What size? Is it a rubber stamp? Curious to see how sharp the imprint is on soap. Other than that, heh heh, I like the design but I'm drawn to changing the size/font of the word "SOAP" for better balance. But that's just me... picky, picky, picky.


----------



## Clarice (Mar 5, 2019)

I assume that will be stamped on the wrapper?  It is VERY NICE!!!

If it were not too time consuming / labor intensive I also thing stamping on your soap bars would look amazing.  I am going to guess that the font / text of what is around the edges is too fine to come out when stamped on soap but think about perhaps the center image and some scrolls around the edge or the like ------ and like i say - it may not be at ALL feasible to stamp your soaps.

For a wrapper stamp i think is GORGEOUS!

AND - I agree with @Zany_in_CO - you are giving up a LOT of real estate to "soap" (which presumably they know they are buying LOL) and could use some of that for your branding!


----------



## SweetHoneyHandmade (Mar 5, 2019)

Thank you all for your feedback. This would be a wrapper stamp, 2” circles. Above soap will be the ounces or grams, and below will be the fragrance. Am I allowed to share the company name? When it’s not blurred out, I do think it’s a bit more balanced... but I may be biased 

Also, SOAP is not the only product I will be selling, using this style label. I’m also offering JAM and WOOL. Please don’t laugh too hard,   I am aware of how odd a combination of goods that is. The jam is homemade/home canned and the wool is from my own flock. It’s along the lines of... “something to keep you clean, something to keep you fed, and something to keep you warm”

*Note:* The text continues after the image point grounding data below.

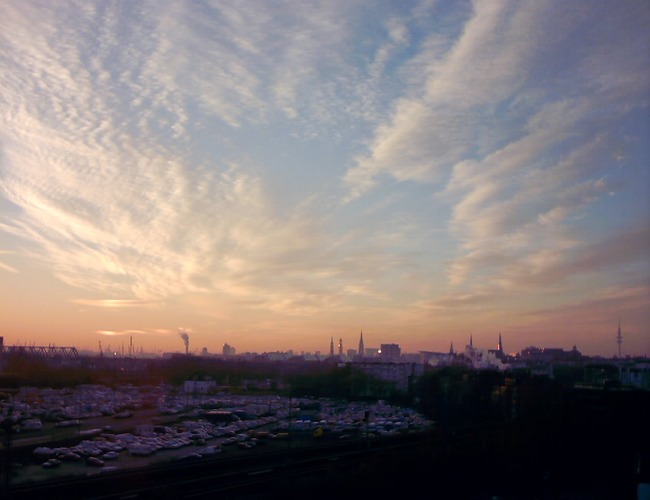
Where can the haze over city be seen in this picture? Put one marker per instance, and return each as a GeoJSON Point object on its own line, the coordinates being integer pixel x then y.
{"type": "Point", "coordinates": [274, 174]}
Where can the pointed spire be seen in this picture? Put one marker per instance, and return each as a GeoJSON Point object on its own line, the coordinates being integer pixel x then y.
{"type": "Point", "coordinates": [362, 350]}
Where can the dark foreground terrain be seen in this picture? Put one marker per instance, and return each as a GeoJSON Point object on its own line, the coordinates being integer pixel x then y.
{"type": "Point", "coordinates": [486, 462]}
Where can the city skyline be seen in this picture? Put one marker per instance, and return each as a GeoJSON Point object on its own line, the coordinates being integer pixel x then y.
{"type": "Point", "coordinates": [271, 176]}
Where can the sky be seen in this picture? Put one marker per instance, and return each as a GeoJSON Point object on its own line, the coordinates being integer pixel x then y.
{"type": "Point", "coordinates": [275, 174]}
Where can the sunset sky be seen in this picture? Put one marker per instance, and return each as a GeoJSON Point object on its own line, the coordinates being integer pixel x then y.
{"type": "Point", "coordinates": [272, 174]}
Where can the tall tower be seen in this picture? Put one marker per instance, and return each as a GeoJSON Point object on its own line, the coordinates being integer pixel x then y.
{"type": "Point", "coordinates": [362, 349]}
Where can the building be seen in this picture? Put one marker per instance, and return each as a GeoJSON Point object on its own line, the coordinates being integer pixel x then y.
{"type": "Point", "coordinates": [390, 351]}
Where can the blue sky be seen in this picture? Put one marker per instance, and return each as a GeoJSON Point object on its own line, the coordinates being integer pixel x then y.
{"type": "Point", "coordinates": [271, 174]}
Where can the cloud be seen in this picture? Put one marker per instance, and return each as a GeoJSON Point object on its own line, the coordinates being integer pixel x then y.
{"type": "Point", "coordinates": [116, 303]}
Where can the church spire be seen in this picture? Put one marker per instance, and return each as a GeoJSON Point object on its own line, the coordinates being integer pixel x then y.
{"type": "Point", "coordinates": [362, 349]}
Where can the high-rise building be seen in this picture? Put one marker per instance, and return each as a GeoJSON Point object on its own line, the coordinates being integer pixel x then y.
{"type": "Point", "coordinates": [390, 351]}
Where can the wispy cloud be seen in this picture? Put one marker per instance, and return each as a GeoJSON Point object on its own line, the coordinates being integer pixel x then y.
{"type": "Point", "coordinates": [295, 158]}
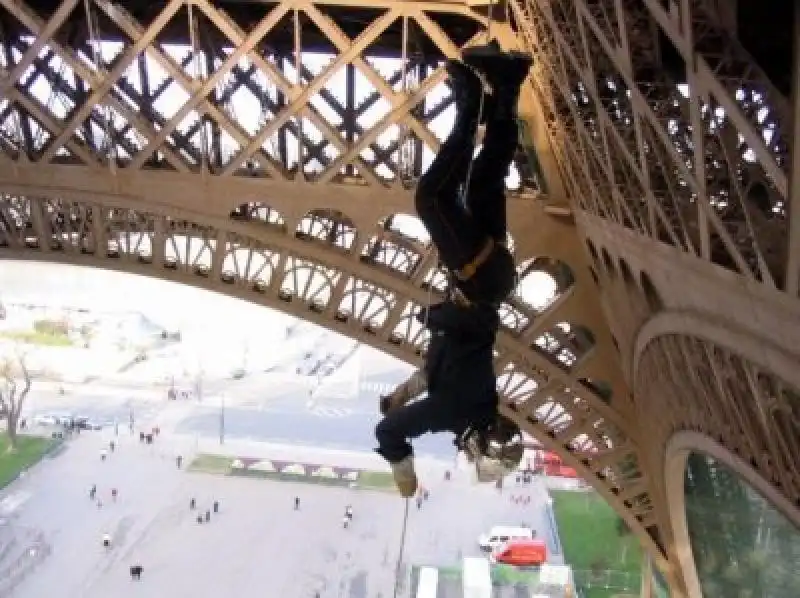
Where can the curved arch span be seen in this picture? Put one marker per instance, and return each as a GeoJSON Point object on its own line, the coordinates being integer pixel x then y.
{"type": "Point", "coordinates": [675, 461]}
{"type": "Point", "coordinates": [760, 351]}
{"type": "Point", "coordinates": [250, 261]}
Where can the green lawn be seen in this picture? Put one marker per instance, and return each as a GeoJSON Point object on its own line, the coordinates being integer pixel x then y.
{"type": "Point", "coordinates": [593, 546]}
{"type": "Point", "coordinates": [376, 480]}
{"type": "Point", "coordinates": [29, 450]}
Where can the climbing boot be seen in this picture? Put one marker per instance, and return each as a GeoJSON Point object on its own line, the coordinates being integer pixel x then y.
{"type": "Point", "coordinates": [405, 478]}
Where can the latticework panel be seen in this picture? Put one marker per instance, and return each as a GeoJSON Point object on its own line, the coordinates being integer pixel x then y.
{"type": "Point", "coordinates": [253, 149]}
{"type": "Point", "coordinates": [257, 258]}
{"type": "Point", "coordinates": [745, 407]}
{"type": "Point", "coordinates": [663, 123]}
{"type": "Point", "coordinates": [293, 91]}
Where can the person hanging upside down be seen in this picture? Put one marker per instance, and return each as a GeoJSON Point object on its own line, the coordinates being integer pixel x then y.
{"type": "Point", "coordinates": [470, 237]}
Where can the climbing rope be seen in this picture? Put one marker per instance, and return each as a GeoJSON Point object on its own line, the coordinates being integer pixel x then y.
{"type": "Point", "coordinates": [402, 548]}
{"type": "Point", "coordinates": [465, 190]}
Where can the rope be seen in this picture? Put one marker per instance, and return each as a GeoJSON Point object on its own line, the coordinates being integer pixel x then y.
{"type": "Point", "coordinates": [402, 548]}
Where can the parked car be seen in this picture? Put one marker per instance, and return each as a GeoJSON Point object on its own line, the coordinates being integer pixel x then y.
{"type": "Point", "coordinates": [521, 553]}
{"type": "Point", "coordinates": [86, 423]}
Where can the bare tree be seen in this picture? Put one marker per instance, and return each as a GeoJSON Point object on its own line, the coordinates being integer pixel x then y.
{"type": "Point", "coordinates": [15, 383]}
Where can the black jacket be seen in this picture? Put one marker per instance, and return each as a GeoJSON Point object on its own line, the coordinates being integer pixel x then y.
{"type": "Point", "coordinates": [459, 363]}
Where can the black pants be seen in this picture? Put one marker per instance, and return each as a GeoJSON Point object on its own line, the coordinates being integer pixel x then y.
{"type": "Point", "coordinates": [459, 231]}
{"type": "Point", "coordinates": [421, 417]}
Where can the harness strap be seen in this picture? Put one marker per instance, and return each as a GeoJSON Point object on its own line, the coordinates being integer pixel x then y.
{"type": "Point", "coordinates": [469, 269]}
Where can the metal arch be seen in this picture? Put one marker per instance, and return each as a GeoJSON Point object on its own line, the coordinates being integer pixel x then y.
{"type": "Point", "coordinates": [562, 409]}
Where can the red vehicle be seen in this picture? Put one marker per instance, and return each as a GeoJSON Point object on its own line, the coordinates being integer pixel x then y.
{"type": "Point", "coordinates": [522, 553]}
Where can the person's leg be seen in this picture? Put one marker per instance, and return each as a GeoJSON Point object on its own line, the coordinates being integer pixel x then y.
{"type": "Point", "coordinates": [453, 231]}
{"type": "Point", "coordinates": [505, 73]}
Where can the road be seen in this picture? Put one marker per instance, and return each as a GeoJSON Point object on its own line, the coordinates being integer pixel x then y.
{"type": "Point", "coordinates": [257, 540]}
{"type": "Point", "coordinates": [276, 409]}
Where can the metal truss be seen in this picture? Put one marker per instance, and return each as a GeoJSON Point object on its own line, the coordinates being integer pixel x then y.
{"type": "Point", "coordinates": [370, 292]}
{"type": "Point", "coordinates": [693, 154]}
{"type": "Point", "coordinates": [752, 411]}
{"type": "Point", "coordinates": [113, 104]}
{"type": "Point", "coordinates": [107, 173]}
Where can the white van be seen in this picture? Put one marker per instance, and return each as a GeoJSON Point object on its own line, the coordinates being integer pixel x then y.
{"type": "Point", "coordinates": [499, 535]}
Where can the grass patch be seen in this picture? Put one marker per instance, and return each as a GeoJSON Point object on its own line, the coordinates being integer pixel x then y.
{"type": "Point", "coordinates": [38, 338]}
{"type": "Point", "coordinates": [211, 464]}
{"type": "Point", "coordinates": [376, 480]}
{"type": "Point", "coordinates": [607, 559]}
{"type": "Point", "coordinates": [30, 449]}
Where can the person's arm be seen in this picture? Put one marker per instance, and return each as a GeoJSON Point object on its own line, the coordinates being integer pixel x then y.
{"type": "Point", "coordinates": [405, 392]}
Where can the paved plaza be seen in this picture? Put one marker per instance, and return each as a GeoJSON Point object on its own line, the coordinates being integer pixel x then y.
{"type": "Point", "coordinates": [256, 546]}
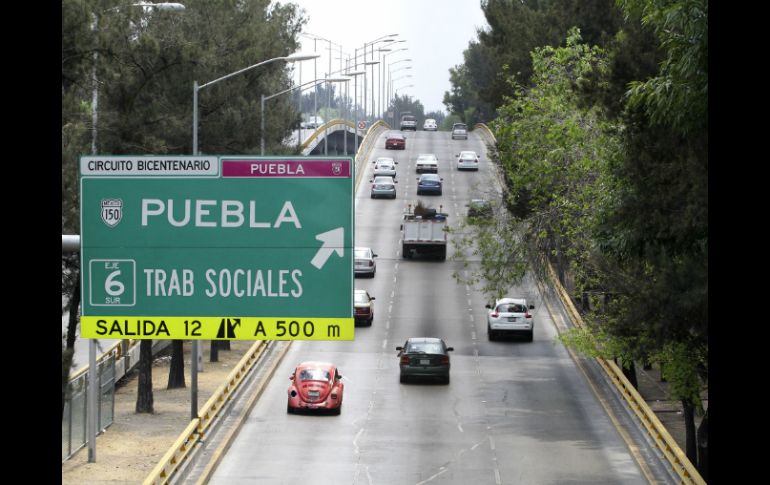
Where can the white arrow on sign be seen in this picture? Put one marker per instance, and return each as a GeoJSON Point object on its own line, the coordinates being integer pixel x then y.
{"type": "Point", "coordinates": [332, 241]}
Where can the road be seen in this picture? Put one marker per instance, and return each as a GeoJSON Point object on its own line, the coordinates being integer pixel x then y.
{"type": "Point", "coordinates": [515, 412]}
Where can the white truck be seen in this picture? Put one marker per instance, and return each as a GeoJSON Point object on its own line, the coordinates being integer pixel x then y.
{"type": "Point", "coordinates": [423, 232]}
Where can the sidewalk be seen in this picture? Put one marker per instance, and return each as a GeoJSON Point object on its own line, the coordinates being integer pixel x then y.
{"type": "Point", "coordinates": [131, 447]}
{"type": "Point", "coordinates": [669, 412]}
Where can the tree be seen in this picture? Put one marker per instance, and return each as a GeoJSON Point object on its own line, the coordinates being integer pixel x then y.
{"type": "Point", "coordinates": [176, 369]}
{"type": "Point", "coordinates": [144, 398]}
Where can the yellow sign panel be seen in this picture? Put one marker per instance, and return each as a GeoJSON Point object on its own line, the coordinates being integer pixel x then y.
{"type": "Point", "coordinates": [217, 328]}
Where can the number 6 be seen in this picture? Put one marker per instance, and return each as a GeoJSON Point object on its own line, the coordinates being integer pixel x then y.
{"type": "Point", "coordinates": [114, 288]}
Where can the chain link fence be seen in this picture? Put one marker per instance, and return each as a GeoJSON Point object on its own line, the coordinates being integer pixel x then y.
{"type": "Point", "coordinates": [75, 420]}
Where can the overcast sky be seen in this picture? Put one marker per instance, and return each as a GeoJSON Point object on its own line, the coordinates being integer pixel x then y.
{"type": "Point", "coordinates": [436, 34]}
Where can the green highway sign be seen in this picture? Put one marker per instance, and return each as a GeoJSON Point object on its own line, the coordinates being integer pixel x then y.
{"type": "Point", "coordinates": [250, 239]}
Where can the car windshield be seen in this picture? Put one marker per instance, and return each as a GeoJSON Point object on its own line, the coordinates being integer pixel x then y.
{"type": "Point", "coordinates": [314, 375]}
{"type": "Point", "coordinates": [511, 308]}
{"type": "Point", "coordinates": [425, 347]}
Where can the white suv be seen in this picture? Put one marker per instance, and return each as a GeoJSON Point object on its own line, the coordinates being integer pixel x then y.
{"type": "Point", "coordinates": [510, 315]}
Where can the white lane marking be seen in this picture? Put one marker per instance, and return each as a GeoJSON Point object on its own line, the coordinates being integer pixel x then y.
{"type": "Point", "coordinates": [355, 440]}
{"type": "Point", "coordinates": [432, 477]}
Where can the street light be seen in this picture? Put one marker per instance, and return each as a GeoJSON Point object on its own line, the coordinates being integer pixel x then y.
{"type": "Point", "coordinates": [168, 6]}
{"type": "Point", "coordinates": [383, 82]}
{"type": "Point", "coordinates": [196, 88]}
{"type": "Point", "coordinates": [355, 75]}
{"type": "Point", "coordinates": [266, 98]}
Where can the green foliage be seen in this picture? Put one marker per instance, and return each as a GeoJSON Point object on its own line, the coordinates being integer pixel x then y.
{"type": "Point", "coordinates": [146, 63]}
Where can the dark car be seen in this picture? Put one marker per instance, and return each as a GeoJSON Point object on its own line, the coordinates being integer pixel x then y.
{"type": "Point", "coordinates": [395, 141]}
{"type": "Point", "coordinates": [363, 308]}
{"type": "Point", "coordinates": [429, 183]}
{"type": "Point", "coordinates": [424, 357]}
{"type": "Point", "coordinates": [479, 209]}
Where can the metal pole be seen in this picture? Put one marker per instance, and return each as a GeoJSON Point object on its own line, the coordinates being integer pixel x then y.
{"type": "Point", "coordinates": [95, 93]}
{"type": "Point", "coordinates": [299, 108]}
{"type": "Point", "coordinates": [195, 118]}
{"type": "Point", "coordinates": [92, 413]}
{"type": "Point", "coordinates": [262, 123]}
{"type": "Point", "coordinates": [194, 379]}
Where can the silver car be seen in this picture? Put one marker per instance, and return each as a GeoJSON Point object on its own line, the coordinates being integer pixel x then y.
{"type": "Point", "coordinates": [424, 357]}
{"type": "Point", "coordinates": [459, 131]}
{"type": "Point", "coordinates": [385, 166]}
{"type": "Point", "coordinates": [364, 261]}
{"type": "Point", "coordinates": [383, 186]}
{"type": "Point", "coordinates": [511, 316]}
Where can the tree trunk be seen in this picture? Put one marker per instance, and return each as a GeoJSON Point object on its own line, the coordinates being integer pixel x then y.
{"type": "Point", "coordinates": [630, 373]}
{"type": "Point", "coordinates": [214, 353]}
{"type": "Point", "coordinates": [144, 396]}
{"type": "Point", "coordinates": [703, 447]}
{"type": "Point", "coordinates": [689, 427]}
{"type": "Point", "coordinates": [176, 370]}
{"type": "Point", "coordinates": [68, 354]}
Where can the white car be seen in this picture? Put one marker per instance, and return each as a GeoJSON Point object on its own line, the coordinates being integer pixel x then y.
{"type": "Point", "coordinates": [467, 160]}
{"type": "Point", "coordinates": [364, 262]}
{"type": "Point", "coordinates": [426, 162]}
{"type": "Point", "coordinates": [459, 130]}
{"type": "Point", "coordinates": [385, 166]}
{"type": "Point", "coordinates": [511, 316]}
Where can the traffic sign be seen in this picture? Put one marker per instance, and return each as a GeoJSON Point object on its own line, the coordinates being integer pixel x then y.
{"type": "Point", "coordinates": [169, 240]}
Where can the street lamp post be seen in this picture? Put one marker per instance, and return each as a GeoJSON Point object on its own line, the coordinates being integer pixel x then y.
{"type": "Point", "coordinates": [196, 88]}
{"type": "Point", "coordinates": [267, 98]}
{"type": "Point", "coordinates": [355, 75]}
{"type": "Point", "coordinates": [384, 101]}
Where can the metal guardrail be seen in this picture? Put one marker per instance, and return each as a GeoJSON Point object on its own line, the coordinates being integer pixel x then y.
{"type": "Point", "coordinates": [196, 430]}
{"type": "Point", "coordinates": [660, 435]}
{"type": "Point", "coordinates": [321, 130]}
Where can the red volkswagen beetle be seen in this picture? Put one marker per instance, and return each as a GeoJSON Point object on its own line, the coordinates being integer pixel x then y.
{"type": "Point", "coordinates": [315, 385]}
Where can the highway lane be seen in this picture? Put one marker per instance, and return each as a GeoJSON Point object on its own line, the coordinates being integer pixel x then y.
{"type": "Point", "coordinates": [514, 412]}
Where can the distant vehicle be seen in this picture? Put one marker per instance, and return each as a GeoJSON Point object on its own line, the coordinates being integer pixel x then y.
{"type": "Point", "coordinates": [479, 209]}
{"type": "Point", "coordinates": [429, 183]}
{"type": "Point", "coordinates": [364, 261]}
{"type": "Point", "coordinates": [315, 386]}
{"type": "Point", "coordinates": [423, 232]}
{"type": "Point", "coordinates": [383, 186]}
{"type": "Point", "coordinates": [395, 141]}
{"type": "Point", "coordinates": [312, 122]}
{"type": "Point", "coordinates": [467, 160]}
{"type": "Point", "coordinates": [510, 315]}
{"type": "Point", "coordinates": [424, 357]}
{"type": "Point", "coordinates": [459, 131]}
{"type": "Point", "coordinates": [408, 122]}
{"type": "Point", "coordinates": [385, 166]}
{"type": "Point", "coordinates": [363, 307]}
{"type": "Point", "coordinates": [426, 162]}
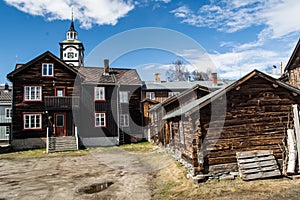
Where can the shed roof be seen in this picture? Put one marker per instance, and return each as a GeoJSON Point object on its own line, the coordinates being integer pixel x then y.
{"type": "Point", "coordinates": [182, 85]}
{"type": "Point", "coordinates": [199, 103]}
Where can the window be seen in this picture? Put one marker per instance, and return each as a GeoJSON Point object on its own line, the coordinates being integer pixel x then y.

Oh duh I just realized I didn’t need to blur out my company name, as it is my profile name!


----------



## DWinMadison (Mar 5, 2019)

Beautiful!  If I were being critical, which you didn't ask for, the "N" and what I assume is meant to be an "s" at the end of "Naturals" is difficult to decipher.  Could you use a slightly different font and still get he same effect?  Also, please make sure the graphic company provides you with this in various digital fromats (gif, jpeg, etc.).  You'll find numerous uses for it in labeling, correspondence/letterhead, possibly signage, webpage/blog....  If this is already your logo, and this guy is just making the stamp, ignore all the preceding except for the first word.


----------



## Clarice (Mar 5, 2019)

I think it is a LOVELY combination of products!  

Then "SOAP" makes better sense!  

could your graphic designer pump up your biz name a bit?  I think that would be cool.

ALSO - have you developed a wool soap to replace Eucalan?  Enquiring minds.......

GOOD LUCK!


----------



## dibbles (Mar 5, 2019)

I may be mistaken, but I think the weight has to be at the bottom of the label. So you might want to move the center text down to make room for the fragrance name above it.


----------



## shunt2011 (Mar 5, 2019)

Dibbles is correct, the weight needs to be at the bottom.


----------



## SweetHoneyHandmade (Mar 5, 2019)

Ooooh that’s really interesting, I’ve never heard that the weight has to be at the bottom before. Is that according to CPSC? Where would I find that information?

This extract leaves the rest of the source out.